Hu Yu, Gouru Anagha, Wang Kai
Raymond G. Perelman Center for Cellular and Molecular Therapeutics, Children's Hospital of Philadelphia, Philadelphia, PA 19104, USA.
Department of Pathology and Laboratory Medicine, Perelman School of Medicine, University of Pennsylvania, Philadelphia, PA 19104, USA.
NAR Genom Bioinform. 2023 Mar 3;5(1):lqad019. doi: 10.1093/nargab/lqad019. eCollection 2023 Mar.
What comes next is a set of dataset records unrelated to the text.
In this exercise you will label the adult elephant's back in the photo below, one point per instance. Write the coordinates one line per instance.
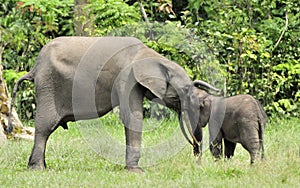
(79, 72)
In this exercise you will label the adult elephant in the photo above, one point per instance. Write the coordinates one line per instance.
(80, 78)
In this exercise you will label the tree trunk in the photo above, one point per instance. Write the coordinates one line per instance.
(82, 25)
(18, 131)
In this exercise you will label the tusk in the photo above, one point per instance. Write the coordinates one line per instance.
(182, 128)
(189, 127)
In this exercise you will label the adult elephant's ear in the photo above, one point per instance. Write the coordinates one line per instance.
(151, 74)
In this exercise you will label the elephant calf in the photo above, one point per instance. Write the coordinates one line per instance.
(237, 119)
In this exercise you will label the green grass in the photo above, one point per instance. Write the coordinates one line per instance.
(73, 163)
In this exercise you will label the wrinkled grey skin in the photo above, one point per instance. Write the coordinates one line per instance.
(237, 119)
(79, 78)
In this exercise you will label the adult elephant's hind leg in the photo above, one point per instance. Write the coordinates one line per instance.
(45, 123)
(229, 148)
(132, 117)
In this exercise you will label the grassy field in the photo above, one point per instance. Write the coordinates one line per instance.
(73, 163)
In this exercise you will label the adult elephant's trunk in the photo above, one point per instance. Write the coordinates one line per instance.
(206, 86)
(189, 126)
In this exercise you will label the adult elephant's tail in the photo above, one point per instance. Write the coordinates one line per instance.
(262, 120)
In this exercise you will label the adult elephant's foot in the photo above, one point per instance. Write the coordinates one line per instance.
(36, 167)
(136, 169)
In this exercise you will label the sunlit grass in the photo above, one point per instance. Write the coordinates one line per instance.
(73, 163)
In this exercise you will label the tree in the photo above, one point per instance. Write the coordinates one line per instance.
(5, 105)
(82, 26)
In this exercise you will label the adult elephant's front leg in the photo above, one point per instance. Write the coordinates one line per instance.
(132, 117)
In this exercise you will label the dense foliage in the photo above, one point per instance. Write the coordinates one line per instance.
(243, 47)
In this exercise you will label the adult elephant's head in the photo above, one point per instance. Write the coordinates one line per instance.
(169, 82)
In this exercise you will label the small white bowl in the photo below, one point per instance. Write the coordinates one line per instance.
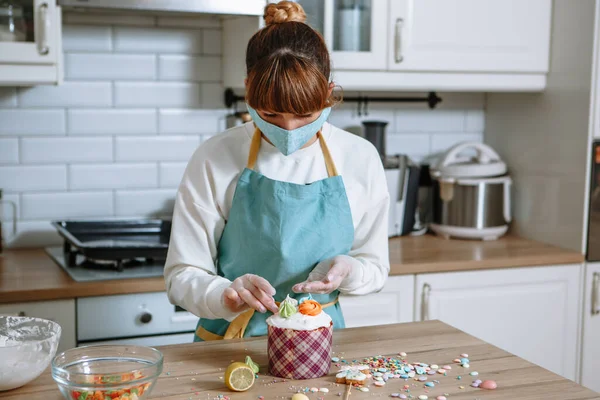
(27, 345)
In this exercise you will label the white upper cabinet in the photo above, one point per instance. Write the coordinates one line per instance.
(354, 30)
(30, 42)
(469, 35)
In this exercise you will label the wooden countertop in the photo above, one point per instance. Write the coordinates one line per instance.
(31, 275)
(195, 370)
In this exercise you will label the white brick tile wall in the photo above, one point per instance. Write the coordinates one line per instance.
(162, 148)
(33, 178)
(145, 202)
(110, 66)
(68, 94)
(170, 174)
(443, 141)
(6, 211)
(475, 121)
(66, 150)
(66, 205)
(212, 95)
(140, 94)
(190, 22)
(178, 121)
(189, 68)
(32, 122)
(157, 94)
(429, 121)
(9, 151)
(113, 176)
(211, 41)
(126, 19)
(8, 97)
(415, 145)
(112, 122)
(86, 38)
(157, 40)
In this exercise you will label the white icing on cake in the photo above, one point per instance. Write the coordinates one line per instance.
(300, 322)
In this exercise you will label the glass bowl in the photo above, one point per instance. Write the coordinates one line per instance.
(107, 372)
(26, 347)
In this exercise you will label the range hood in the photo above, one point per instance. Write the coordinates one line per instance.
(219, 7)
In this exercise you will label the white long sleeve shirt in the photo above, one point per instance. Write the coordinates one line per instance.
(206, 193)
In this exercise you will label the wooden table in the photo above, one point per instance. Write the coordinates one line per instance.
(31, 275)
(195, 371)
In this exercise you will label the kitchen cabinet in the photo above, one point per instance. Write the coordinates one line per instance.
(469, 35)
(353, 30)
(532, 312)
(421, 45)
(591, 328)
(393, 304)
(59, 311)
(30, 43)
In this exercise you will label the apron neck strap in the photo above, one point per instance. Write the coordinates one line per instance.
(255, 147)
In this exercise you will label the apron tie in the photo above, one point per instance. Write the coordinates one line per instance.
(237, 327)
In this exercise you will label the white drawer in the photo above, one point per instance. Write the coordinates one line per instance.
(109, 317)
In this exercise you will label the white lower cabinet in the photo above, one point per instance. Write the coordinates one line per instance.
(59, 311)
(591, 328)
(531, 312)
(393, 304)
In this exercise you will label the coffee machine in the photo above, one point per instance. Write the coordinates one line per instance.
(402, 176)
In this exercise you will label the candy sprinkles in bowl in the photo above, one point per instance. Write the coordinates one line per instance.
(107, 371)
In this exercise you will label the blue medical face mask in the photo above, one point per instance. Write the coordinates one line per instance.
(289, 141)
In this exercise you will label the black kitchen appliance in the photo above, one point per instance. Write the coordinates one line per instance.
(117, 243)
(593, 245)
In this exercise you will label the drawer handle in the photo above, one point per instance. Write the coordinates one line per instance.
(398, 41)
(145, 318)
(595, 307)
(425, 302)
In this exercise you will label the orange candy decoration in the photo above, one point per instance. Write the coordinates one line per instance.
(310, 307)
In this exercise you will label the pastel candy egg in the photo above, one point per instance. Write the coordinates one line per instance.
(490, 385)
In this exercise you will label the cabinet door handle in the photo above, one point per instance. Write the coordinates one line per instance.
(425, 302)
(44, 27)
(398, 41)
(595, 305)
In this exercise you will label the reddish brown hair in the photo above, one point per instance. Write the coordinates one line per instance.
(287, 64)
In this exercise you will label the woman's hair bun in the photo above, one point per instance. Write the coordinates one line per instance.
(284, 11)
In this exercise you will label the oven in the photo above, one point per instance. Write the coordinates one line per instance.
(147, 319)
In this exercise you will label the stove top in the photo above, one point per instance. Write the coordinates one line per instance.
(88, 270)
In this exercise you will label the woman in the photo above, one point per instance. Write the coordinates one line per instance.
(262, 210)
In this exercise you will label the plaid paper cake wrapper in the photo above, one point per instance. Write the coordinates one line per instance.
(299, 354)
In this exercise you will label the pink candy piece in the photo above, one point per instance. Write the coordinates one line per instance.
(490, 385)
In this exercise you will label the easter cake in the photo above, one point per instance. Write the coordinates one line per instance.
(299, 340)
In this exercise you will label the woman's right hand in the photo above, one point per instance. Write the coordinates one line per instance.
(250, 291)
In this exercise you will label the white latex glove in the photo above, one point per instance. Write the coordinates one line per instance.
(250, 291)
(326, 277)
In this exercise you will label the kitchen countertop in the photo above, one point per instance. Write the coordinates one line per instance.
(195, 370)
(30, 274)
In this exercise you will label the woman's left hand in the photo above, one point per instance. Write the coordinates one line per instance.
(324, 282)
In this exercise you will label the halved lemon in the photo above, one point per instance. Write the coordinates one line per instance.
(239, 377)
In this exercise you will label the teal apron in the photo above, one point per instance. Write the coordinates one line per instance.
(280, 231)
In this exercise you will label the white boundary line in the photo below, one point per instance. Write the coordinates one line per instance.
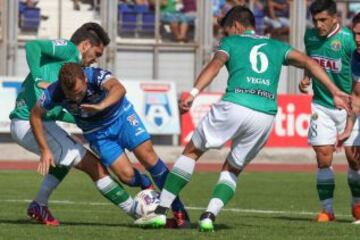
(235, 210)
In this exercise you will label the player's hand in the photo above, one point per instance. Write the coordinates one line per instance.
(304, 85)
(43, 85)
(46, 160)
(342, 101)
(92, 107)
(185, 103)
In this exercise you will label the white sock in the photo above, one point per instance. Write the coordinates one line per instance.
(48, 185)
(183, 169)
(326, 175)
(354, 176)
(215, 205)
(185, 164)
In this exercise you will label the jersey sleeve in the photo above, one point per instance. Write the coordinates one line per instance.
(225, 46)
(58, 49)
(285, 50)
(355, 66)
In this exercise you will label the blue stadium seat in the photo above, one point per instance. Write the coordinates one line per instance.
(30, 19)
(135, 19)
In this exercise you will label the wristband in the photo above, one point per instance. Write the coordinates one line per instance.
(194, 92)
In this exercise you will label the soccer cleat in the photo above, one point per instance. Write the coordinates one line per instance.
(356, 212)
(181, 220)
(41, 214)
(152, 220)
(325, 217)
(206, 222)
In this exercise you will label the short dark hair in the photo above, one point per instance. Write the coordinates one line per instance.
(239, 14)
(68, 75)
(91, 31)
(356, 19)
(319, 6)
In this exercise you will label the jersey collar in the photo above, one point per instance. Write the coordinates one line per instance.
(248, 32)
(336, 30)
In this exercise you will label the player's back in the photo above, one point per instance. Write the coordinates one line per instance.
(49, 69)
(333, 53)
(254, 66)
Conventional gene expression quantification approaches, such as microarrays or quantitative PCR, have similar variations of estimates for all genes. However, next-generation short-read or long-read sequencing use read counts to estimate expression levels with much wider dynamic ranges. In addition to the accuracy of estimated isoform expression, efficiency, which measures the degree of estimation uncertainty, is also an important factor for downstream analysis. Instead of read count, we present DELongSeq, which employs information matrix of EM algorithm to quantify uncertainty of isoform expression estimates to improve estimation efficiency. DELongSeq uses random-effect regression model for the analysis of DE isoform, in that within-study variation represents variable precision in isoform expression estimation and between-study variation represents variation in isoform expression levels across samples. More importantly, DELongSeq allows 1 case versus 1 control comparison of differential expression, which has specific application scenarios in precision medicine (such as before versus after treatment, or tumor versus stromal tissues). Through extensive simulations and analysis of several RNA-Seq datasets, we show that the uncertainty quantification approach is computationally reliable, and can improve the power of differential expression (DE) analysis of isoforms or genes. In summary, DELongSeq allows for efficient detection of differential isoform/gene expression from long-read RNA-Seq data.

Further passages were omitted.